Weil ich wirklich nichts mit mir anzufangen wusste und mich die friedlich schlafende Frau auf dem Sofa so unerträglich wütend machte, ging ich dann doch schwimmen. Als ich die 23. Bahn beendete und kurz am Beckenrand ausschnaufte, stand Viktor auf dem Block; ich nickte ihm zu, er nickte oder zuckte zurück und sprang ins Wasser. Ich kletterte aus dem Becken, zog Hose und Shirt über meinen nassen Bikini, nickte Ursula zu und flüchtete. Als ich nach Hause kam, standen vor Idas Tür 4 gefüllte Müllsäcke, und in der Küche saß Ida am gedeckten Abendbrottisch und bereitete ihr Nutellatoast für die Mikrowelle vor. Ich entschied, ihr das heute nicht zu verbieten wegen dem ganzen Scheiß.

Ich: Ab morgen gibts kein Nutella mehr zum Abendbrot.

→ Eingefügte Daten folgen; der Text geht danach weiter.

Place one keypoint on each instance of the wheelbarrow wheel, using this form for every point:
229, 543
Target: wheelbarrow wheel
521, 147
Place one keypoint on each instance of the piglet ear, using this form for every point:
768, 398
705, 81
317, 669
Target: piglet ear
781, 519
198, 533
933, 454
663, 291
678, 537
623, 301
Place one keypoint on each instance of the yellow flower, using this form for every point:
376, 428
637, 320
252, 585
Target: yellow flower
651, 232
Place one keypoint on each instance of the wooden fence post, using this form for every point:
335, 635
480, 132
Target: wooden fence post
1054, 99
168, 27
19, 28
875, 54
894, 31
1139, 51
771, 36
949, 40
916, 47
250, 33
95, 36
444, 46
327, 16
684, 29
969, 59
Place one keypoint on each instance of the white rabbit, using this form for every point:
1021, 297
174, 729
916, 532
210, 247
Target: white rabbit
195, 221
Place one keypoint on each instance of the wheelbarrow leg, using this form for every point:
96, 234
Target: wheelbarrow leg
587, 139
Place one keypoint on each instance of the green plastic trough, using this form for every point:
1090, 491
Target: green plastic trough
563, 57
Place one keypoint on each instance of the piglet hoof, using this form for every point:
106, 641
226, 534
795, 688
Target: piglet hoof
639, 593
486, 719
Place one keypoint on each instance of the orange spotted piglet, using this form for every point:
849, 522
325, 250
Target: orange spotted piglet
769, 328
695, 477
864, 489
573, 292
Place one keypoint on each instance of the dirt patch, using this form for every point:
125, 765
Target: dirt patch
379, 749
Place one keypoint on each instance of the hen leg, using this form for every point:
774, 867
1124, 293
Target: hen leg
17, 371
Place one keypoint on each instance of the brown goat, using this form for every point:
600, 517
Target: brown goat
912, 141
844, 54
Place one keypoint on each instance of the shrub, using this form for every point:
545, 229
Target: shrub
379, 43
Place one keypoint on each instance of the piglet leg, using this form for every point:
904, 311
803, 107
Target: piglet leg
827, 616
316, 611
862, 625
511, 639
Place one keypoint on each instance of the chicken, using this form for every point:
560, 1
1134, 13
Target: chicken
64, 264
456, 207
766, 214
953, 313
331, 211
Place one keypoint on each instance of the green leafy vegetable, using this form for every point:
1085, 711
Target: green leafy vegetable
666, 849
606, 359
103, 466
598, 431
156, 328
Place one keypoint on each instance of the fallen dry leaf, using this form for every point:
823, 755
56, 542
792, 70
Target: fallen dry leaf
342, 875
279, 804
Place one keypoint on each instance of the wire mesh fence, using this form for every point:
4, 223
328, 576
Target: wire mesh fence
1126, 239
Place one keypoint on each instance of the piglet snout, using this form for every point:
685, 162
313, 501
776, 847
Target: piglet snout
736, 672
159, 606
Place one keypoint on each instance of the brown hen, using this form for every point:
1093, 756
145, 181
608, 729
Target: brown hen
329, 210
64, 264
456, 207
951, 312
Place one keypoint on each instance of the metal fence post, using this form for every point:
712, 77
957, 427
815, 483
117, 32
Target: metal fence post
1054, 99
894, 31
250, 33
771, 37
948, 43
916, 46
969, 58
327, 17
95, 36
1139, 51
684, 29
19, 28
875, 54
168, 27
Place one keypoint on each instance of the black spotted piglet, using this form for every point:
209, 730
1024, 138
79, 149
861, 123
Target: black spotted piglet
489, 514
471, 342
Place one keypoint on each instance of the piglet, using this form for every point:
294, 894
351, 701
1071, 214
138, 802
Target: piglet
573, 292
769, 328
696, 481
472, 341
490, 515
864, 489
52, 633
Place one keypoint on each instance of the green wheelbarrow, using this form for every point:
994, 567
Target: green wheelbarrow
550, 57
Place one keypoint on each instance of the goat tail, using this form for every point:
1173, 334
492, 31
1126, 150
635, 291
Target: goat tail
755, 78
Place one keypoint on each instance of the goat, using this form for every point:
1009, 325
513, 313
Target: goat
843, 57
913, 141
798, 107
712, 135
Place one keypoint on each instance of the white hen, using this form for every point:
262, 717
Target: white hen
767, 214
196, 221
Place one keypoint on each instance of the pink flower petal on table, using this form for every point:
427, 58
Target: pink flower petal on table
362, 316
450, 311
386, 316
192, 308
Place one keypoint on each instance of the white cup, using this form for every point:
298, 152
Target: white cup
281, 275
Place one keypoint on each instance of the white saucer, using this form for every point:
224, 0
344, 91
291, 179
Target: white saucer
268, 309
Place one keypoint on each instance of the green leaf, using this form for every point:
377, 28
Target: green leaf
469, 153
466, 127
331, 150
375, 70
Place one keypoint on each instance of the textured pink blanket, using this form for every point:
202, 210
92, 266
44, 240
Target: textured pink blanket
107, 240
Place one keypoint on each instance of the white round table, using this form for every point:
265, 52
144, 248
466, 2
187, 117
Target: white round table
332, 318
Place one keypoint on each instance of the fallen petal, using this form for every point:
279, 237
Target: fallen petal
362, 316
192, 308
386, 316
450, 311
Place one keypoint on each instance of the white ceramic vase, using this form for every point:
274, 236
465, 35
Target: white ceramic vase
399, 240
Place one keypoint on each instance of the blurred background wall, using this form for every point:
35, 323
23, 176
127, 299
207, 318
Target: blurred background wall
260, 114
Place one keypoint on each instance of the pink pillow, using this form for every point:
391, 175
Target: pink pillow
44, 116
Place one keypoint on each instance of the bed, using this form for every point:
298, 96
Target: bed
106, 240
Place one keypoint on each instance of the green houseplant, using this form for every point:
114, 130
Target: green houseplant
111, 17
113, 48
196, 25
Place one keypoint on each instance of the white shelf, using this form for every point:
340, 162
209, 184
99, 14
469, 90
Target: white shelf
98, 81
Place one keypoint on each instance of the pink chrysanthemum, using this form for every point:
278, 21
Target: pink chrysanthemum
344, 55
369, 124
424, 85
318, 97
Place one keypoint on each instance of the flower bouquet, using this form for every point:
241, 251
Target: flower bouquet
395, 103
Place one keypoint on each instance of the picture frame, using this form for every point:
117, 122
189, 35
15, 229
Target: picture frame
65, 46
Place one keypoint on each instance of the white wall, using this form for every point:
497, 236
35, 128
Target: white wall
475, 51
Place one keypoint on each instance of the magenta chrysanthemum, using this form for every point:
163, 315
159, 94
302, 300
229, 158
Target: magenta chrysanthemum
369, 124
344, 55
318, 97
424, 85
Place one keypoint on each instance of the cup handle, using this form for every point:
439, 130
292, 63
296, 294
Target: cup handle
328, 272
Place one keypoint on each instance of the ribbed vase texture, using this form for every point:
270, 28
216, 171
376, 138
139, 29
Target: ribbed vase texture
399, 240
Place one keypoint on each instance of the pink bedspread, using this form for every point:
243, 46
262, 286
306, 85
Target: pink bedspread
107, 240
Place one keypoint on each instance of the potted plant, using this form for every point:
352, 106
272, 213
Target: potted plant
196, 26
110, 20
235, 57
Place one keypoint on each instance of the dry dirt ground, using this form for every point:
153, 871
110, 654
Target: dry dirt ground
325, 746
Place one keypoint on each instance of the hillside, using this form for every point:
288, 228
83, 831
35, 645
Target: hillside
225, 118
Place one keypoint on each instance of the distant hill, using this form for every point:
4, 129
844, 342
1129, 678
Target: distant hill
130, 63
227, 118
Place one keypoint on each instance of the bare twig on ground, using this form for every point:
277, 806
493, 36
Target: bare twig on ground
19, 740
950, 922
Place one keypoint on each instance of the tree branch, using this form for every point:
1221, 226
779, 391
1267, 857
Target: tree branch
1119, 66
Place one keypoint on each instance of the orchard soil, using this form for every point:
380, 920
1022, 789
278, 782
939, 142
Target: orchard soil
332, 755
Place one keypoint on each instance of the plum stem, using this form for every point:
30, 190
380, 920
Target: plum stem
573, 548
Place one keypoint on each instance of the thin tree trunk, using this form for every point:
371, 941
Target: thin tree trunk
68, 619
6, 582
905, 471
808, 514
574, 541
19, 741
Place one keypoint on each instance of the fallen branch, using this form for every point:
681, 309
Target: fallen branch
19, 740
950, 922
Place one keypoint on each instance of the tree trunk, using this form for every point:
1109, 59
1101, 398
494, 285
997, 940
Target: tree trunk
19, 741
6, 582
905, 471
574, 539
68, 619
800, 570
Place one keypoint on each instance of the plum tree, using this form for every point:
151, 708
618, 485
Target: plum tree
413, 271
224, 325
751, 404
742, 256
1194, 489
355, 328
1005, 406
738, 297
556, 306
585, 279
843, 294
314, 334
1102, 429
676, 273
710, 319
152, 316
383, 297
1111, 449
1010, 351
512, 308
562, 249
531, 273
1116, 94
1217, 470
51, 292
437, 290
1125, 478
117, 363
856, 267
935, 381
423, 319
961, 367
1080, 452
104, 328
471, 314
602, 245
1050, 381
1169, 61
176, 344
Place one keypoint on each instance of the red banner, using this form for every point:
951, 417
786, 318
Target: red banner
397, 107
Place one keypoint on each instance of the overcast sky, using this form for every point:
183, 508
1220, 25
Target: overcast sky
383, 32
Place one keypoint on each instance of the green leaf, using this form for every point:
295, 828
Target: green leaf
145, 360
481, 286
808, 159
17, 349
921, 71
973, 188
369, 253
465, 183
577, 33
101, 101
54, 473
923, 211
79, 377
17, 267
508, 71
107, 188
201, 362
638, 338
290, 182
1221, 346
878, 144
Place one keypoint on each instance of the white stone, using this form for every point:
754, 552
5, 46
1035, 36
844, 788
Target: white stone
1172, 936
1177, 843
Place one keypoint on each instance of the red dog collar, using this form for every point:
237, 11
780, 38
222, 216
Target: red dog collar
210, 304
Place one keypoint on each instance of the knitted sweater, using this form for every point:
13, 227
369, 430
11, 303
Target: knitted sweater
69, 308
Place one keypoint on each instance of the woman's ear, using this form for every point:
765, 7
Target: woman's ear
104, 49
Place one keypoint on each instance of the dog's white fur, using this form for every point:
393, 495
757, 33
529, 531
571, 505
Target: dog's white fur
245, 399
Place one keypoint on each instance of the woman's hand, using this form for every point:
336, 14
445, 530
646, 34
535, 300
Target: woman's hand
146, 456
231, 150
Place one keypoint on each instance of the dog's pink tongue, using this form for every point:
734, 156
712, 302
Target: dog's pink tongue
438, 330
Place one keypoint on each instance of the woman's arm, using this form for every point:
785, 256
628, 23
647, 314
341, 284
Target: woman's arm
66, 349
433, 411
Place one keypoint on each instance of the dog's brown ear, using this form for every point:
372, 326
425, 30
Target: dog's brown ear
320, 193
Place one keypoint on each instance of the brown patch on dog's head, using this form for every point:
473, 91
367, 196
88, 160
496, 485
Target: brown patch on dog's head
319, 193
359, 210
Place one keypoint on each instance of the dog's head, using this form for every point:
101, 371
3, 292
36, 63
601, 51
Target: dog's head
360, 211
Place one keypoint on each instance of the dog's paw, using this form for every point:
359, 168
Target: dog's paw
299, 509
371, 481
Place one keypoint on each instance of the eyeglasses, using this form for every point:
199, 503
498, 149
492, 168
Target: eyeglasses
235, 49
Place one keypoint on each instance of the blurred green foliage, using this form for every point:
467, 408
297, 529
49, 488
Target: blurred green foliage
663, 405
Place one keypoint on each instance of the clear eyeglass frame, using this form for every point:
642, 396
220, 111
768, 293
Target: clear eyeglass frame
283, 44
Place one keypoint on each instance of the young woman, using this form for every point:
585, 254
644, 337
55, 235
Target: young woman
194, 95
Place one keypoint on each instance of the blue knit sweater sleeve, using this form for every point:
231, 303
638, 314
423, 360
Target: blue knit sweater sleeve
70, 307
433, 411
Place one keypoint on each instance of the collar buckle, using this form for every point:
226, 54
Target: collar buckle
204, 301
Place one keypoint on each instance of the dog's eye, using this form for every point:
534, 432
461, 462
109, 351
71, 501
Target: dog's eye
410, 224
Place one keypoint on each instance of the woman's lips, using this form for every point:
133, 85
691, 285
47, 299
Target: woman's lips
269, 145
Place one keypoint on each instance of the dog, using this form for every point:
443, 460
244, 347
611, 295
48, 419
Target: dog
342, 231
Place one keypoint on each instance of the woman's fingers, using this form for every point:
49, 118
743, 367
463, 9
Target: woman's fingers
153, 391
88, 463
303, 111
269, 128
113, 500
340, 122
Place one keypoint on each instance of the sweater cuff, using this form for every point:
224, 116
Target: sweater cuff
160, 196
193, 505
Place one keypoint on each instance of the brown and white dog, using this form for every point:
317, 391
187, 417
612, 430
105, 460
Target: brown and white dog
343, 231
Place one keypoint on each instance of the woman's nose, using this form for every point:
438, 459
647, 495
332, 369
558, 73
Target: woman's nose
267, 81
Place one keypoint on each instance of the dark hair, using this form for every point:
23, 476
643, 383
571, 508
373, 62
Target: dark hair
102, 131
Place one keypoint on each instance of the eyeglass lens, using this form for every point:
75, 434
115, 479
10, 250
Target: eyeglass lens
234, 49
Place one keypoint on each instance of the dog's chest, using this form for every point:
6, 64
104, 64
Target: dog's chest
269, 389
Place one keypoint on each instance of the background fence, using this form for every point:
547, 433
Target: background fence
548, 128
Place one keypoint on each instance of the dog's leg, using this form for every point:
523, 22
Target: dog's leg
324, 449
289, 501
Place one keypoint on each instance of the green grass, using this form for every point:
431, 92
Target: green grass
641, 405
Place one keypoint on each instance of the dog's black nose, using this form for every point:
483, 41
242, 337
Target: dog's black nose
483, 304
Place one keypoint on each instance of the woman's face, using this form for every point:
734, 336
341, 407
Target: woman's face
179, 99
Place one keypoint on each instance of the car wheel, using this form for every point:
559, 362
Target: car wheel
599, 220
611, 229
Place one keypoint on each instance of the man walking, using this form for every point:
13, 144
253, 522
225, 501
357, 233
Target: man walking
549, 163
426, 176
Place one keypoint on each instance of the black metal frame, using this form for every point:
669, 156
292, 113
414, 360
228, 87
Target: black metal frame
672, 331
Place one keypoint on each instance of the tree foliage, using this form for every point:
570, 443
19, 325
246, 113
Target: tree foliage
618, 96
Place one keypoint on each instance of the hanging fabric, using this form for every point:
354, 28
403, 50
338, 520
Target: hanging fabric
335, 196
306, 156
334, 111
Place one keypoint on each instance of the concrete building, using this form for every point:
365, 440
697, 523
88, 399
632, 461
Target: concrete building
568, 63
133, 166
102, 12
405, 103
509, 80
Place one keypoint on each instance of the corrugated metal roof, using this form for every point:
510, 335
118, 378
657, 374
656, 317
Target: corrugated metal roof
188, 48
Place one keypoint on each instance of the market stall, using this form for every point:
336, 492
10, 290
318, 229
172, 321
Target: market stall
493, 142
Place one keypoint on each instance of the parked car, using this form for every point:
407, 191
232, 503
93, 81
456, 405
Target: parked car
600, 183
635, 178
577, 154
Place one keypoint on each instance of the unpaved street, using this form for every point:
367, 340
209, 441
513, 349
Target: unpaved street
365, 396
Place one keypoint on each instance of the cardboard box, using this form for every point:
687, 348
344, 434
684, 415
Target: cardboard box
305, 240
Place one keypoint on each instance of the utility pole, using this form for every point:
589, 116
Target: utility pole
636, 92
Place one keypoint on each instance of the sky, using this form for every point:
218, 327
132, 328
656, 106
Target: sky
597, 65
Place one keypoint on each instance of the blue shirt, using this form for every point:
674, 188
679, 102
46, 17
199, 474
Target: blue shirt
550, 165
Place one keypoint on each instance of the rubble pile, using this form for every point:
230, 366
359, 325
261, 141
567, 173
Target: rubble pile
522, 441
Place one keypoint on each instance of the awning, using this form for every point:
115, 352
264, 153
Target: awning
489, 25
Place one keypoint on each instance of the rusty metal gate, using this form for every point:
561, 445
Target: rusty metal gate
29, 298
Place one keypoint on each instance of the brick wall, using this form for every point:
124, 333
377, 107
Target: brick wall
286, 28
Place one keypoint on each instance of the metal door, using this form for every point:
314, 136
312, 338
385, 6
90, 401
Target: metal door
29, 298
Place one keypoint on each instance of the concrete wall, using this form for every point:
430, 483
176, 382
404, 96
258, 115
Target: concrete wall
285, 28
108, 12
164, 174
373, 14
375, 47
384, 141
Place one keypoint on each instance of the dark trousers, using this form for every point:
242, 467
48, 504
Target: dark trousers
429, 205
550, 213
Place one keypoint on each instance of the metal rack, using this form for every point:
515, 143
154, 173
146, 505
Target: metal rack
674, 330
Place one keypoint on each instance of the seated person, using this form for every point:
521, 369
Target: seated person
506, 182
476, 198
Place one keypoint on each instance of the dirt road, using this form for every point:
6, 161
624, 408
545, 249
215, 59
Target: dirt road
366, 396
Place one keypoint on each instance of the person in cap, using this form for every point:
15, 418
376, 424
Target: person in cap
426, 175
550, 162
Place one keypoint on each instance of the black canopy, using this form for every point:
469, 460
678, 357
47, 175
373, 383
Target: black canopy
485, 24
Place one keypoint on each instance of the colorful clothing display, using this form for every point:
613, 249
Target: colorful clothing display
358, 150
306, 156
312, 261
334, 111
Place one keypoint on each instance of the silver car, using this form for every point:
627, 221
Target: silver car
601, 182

Mama kam hinter mir in die Küche, ich drehte mich zu ihr um und sah, wie sie sich am Türrahmen festhielt, als sie Idas Backe entdeckte. Sie hatte vergessen, was sie am vorherigen Tag getan hatte. Langsam ging sie auf Ida zu, wollte ihr über den Kopf streicheln, aber Ida zog ihn weg. »Es tut mir leid, Idamäuschen«, sagte sie mit der Hand in der Luft, Ida schaute konzentriert auf ihr Nutellatoast, das sie mit noch mehr Nutella bestrich, Mama verharrte kurz, drehte sich dann um, trat zum Kühlschrank, öffnete ihn, nahm sich mit der Hand, die eben noch in der Luft gehangen hatte, tatsächlich eine Dose Bier heraus. Während sie uns den Rücken zudrehte und die Küche verließ, nahm ich ein Radieschen, und anstatt es nach ihr zu werfen, zerdrückte ich es in meiner Faust, bis es entzweibrach. »Prost«, rief ich ihr nach.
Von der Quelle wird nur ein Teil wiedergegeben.